By MICHAEL KITCH, LACONIA DAILY SUN
LACONIA — Charlie St. Clair, the owner of the Laconia Antique Center, said he could not remember the city ever declaring a snow emergency and imposing a parking ban that remained in place for 24 hours after the storm was expected to end. “This is New Hampshire,” he said, adding that he saw no need to close city streets, especially those downtown, to parking until Saturday morning.

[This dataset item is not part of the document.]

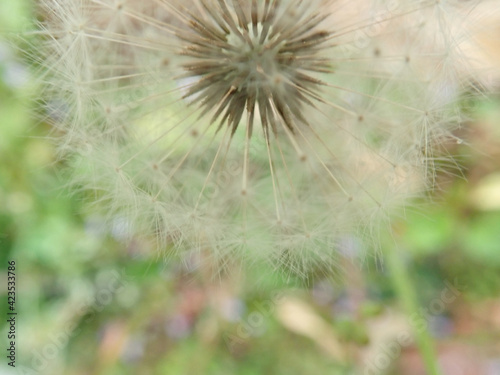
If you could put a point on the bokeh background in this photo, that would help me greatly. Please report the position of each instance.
(90, 303)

John Moriarty, president of the Downtown Main Street Initiative, said that St. Clair was among a dozen of the some 90 business owners in the city center to express concerns. He said that most of the merchants he spoke with intended to open for business on Friday despite the parking ban. Moriarty stressed that the parking lots and parking garage would remain open throughout the storm and suggested that anyone planning on going to appointments or shopping downtown call ahead to ensure their appointment had not been canceled or the store would be open.
City Manager Scott Myers said that prohibiting on-street parking throughout the city is intended “to allow our crews to do an efficient job,” He said that “we are aware of the interests of the business community, but public safety is our highest priority.” He emphasized that the municipal parking lots at City Hall and on Main Street would remain open along with the first deck of the parking garage. “There will be parking space downtown,” he said.

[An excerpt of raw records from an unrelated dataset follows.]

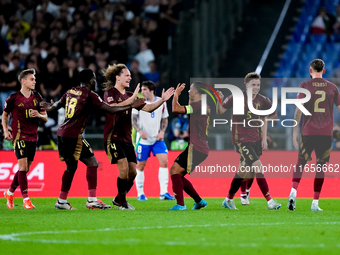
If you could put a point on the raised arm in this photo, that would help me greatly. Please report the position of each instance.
(264, 129)
(130, 99)
(297, 118)
(165, 97)
(164, 124)
(52, 106)
(219, 108)
(120, 108)
(176, 107)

Wes Anderson, the director of public works, said that the department prepares for storms based on the most reliable weather information. “Sometimes they’re right and sometimes they’re wrong,” he said, “and when they’re wrong, we’re wrong. There are two reasons for declaring a snow emergency,” he continued, “to get cars off the streets so we can clear them and to make space to put the snow.” He thought this was the first snow emergency the city had declared in 12 years.
“This is a significant event,” said Myers. The National Weather Service at Gray, Maine, he said, spoke with “high confidence” of snowfall of between 12 and 16 inches, with accumulations of 1 to 3 inches an hour Thursday night when winds were forecast to reach 40 mph. The snow was forecast to slow around 2 a.m. Friday morning then add another inch by dawn.

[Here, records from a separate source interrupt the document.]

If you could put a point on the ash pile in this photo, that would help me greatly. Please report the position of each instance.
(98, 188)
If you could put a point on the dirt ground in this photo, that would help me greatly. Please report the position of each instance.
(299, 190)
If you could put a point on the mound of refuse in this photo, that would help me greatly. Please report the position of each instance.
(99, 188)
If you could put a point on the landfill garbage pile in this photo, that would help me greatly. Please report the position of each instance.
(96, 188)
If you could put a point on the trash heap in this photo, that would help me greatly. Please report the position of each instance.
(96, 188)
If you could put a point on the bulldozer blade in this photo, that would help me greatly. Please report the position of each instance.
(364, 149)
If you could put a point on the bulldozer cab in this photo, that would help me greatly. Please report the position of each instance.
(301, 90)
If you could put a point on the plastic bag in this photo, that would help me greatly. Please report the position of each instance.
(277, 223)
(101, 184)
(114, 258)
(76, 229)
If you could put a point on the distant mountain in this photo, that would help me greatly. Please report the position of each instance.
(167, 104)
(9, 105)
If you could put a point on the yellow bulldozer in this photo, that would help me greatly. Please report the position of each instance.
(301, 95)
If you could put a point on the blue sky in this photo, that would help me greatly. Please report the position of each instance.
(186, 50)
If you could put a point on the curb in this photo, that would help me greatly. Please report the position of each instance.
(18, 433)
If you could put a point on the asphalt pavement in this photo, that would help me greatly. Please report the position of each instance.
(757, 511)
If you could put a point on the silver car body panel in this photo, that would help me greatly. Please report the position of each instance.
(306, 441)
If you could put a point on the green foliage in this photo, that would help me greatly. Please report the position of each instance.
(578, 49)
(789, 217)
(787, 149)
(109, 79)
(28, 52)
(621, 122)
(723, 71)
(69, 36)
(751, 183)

Anderson said “My guys have started and will work till it’s done,” emphasizing the importance of not compromising the safety of employees He explained that according to their contract, his people began work as usual at 7 a.m. on Thursday with the expectation of working through the night and into Friday morning. A dozen vehicles, he said, will be plowing streets and sidewalks during the storm.
“I don’t have any spare people,” Anderson said, adding that personnel from other departments, part-time workers and private contractors will supplement his staff.
He said that although there will be time for short rests during lulls in the storm, he expected his people would work throughout the storm and another six to ten hours after it stops clearing the streets before taking a significant break. “That’s a guess,” he said.
Myers said that “if there is a reason to lift the parking ban earlier, we’ll certainly do that.”